La Fiscalía pide que Garzón siga pese a sus tres procesos
Rechaza su suspensión aunque está encausado por prevaricación
MARÍA PERAL
Madrid
La permanencia de Baltasar Garzón en la Audiencia Nacional pese a que el Tribunal Supremo le ha abierto causas penales por los más graves delitos que se pueden atribuir a un juez -prevaricación y cohecho- «no produce daños» a la Administración de Justicia «ni pone en peligro la confianza de los ciudadanos» en el Poder Judicial.
Así lo afirma la Fiscalía en el escrito que ayer dirigió a la Comisión Permanente del Consejo General del Poder Judicial (CGPJ) para sostener que «no procede» suspender cautelarmente a Garzón en el ejercicio de la función judicial mientras se tramitan las causas abiertas contra él por acuerdos unánimes del Supremo, causas que ya son tres: el pasado miércoles, el Tribunal le abrió un tercer proceso por presuntos delitos de prevaricación y escuchas ilegales por haber autorizado la intervención de las comunicaciones mantenidas en prisión entre imputados en el caso Gürtel y sus abogados defensores.
Este último proceso no es mencionado en el informe de la Fiscalía, ya que fue elaborado con anterioridad.

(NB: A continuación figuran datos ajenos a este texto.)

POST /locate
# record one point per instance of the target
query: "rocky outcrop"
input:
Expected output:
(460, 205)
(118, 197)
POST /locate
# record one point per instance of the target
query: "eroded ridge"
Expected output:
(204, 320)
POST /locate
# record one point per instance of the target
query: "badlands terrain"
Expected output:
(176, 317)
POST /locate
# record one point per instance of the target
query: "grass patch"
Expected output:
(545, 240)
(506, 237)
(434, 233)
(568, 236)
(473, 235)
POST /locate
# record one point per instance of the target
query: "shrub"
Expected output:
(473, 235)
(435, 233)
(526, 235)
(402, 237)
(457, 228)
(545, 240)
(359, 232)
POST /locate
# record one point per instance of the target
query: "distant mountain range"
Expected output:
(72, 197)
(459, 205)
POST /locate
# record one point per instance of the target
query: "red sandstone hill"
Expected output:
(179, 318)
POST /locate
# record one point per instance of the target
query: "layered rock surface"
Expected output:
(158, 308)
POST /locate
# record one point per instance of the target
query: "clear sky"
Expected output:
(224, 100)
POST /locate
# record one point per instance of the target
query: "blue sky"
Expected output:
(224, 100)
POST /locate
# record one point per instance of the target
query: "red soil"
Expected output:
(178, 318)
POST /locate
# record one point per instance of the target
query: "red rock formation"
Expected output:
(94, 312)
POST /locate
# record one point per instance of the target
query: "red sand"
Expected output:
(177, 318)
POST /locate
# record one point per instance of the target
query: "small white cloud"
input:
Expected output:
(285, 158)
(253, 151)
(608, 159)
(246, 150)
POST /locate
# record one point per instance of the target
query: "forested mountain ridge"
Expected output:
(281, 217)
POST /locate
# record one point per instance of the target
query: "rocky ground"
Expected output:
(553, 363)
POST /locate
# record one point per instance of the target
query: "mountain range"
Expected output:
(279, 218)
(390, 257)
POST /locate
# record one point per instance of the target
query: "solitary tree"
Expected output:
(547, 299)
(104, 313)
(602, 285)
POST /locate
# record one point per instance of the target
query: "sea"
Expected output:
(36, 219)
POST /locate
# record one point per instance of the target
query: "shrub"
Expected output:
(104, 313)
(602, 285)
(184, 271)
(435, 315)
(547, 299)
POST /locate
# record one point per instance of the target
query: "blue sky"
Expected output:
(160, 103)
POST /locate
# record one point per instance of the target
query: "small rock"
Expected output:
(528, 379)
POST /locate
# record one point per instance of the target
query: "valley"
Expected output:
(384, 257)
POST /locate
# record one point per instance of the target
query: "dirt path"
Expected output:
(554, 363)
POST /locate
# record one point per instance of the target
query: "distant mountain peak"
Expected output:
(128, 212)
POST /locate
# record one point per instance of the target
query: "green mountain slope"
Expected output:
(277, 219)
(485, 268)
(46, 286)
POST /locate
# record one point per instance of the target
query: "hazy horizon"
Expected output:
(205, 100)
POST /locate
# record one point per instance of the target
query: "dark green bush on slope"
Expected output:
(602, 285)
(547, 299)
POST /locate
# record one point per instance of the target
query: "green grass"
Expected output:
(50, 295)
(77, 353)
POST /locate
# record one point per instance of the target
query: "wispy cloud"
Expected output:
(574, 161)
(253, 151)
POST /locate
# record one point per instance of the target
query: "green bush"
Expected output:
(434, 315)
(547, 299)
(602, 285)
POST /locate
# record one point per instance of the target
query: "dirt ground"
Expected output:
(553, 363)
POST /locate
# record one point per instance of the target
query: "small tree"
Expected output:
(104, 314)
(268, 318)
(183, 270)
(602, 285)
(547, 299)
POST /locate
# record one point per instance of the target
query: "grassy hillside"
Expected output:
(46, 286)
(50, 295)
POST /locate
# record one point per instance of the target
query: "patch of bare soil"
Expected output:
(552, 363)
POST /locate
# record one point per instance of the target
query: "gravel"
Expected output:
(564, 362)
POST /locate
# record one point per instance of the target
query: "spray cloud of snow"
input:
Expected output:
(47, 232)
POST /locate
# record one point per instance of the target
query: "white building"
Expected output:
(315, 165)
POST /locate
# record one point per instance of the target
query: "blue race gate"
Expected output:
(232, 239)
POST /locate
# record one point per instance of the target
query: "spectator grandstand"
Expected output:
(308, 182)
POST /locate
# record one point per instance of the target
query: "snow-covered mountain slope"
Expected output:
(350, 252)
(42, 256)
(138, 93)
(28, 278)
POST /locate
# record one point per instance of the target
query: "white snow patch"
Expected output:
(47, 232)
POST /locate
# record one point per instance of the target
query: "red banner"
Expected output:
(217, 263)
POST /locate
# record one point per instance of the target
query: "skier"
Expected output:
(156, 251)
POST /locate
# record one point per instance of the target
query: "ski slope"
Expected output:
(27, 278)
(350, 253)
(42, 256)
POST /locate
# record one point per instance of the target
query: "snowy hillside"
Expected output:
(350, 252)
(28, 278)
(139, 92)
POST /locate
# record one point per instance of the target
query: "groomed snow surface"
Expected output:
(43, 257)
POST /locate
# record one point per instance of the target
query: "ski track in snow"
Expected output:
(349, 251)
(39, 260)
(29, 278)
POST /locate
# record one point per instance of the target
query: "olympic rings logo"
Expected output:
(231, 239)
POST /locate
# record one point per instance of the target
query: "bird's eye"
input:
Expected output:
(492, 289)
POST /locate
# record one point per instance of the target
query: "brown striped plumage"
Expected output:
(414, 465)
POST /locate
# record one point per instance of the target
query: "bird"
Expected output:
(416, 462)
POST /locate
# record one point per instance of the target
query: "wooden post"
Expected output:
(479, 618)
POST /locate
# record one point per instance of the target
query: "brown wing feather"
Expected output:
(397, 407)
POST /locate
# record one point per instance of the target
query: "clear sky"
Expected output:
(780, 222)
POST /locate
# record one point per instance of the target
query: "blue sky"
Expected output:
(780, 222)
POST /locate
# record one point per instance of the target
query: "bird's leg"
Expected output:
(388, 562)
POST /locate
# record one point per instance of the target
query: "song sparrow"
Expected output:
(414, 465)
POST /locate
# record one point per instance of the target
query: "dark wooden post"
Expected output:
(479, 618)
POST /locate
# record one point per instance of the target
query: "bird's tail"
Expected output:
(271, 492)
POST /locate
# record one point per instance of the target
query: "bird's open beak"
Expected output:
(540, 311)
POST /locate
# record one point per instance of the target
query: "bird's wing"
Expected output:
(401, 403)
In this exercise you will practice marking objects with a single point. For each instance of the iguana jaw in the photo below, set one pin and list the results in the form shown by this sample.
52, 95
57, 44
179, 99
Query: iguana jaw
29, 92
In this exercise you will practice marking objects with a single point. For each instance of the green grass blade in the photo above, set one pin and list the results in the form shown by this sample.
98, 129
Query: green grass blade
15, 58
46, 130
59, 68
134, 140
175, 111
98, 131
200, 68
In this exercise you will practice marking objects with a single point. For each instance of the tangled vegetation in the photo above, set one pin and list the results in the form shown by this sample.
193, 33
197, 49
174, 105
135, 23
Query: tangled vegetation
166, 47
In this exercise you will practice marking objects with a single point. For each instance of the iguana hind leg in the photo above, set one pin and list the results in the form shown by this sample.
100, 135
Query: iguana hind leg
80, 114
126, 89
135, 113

Lo que sí es llamativo es que el Ministerio Público obvia por completo el contenido del trascendente auto dictado por el magistrado Luciano Varela el pasado día 3, en el que ratificó la existencia de indicios delictivos contra Garzón y rechazó archivar la causa por presunta prevaricación en las diligencias sobre las desapariciones del franquismo.
Esta omisión es relevante porque la propia Fiscalía trata de apoyar la improcedencia de apartar a Garzón del Juzgado en un acuerdo adoptado por el CGPJ en julio de 2008 en el caso de una magistrada a la que no suspendió porque «la admisión de la querella», indicó el Consejo, «tiene por objeto inicial oír a la querellada con todas las garantías de la posición de imputada». En el caso de Garzón, este argumento está superado debido precisamente al auto del magistrado Varela cuya valoración la Fiscalía omite. El instructor del Alto Tribunal ya ha oído al querellado y, tras ésta y otras diligencias, ha rechazado el cierre del proceso.
La Fiscalía admite que los jueces encausados por delitos presuntamente cometidos en el ejercicio de la función jurisdiccional pueden ser suspendidos con la sola admisión a trámite de una querella, incluso si ésta ha sido presentada por un particular y no por el Ministerio Público, como es el caso de Baltasar Garzón.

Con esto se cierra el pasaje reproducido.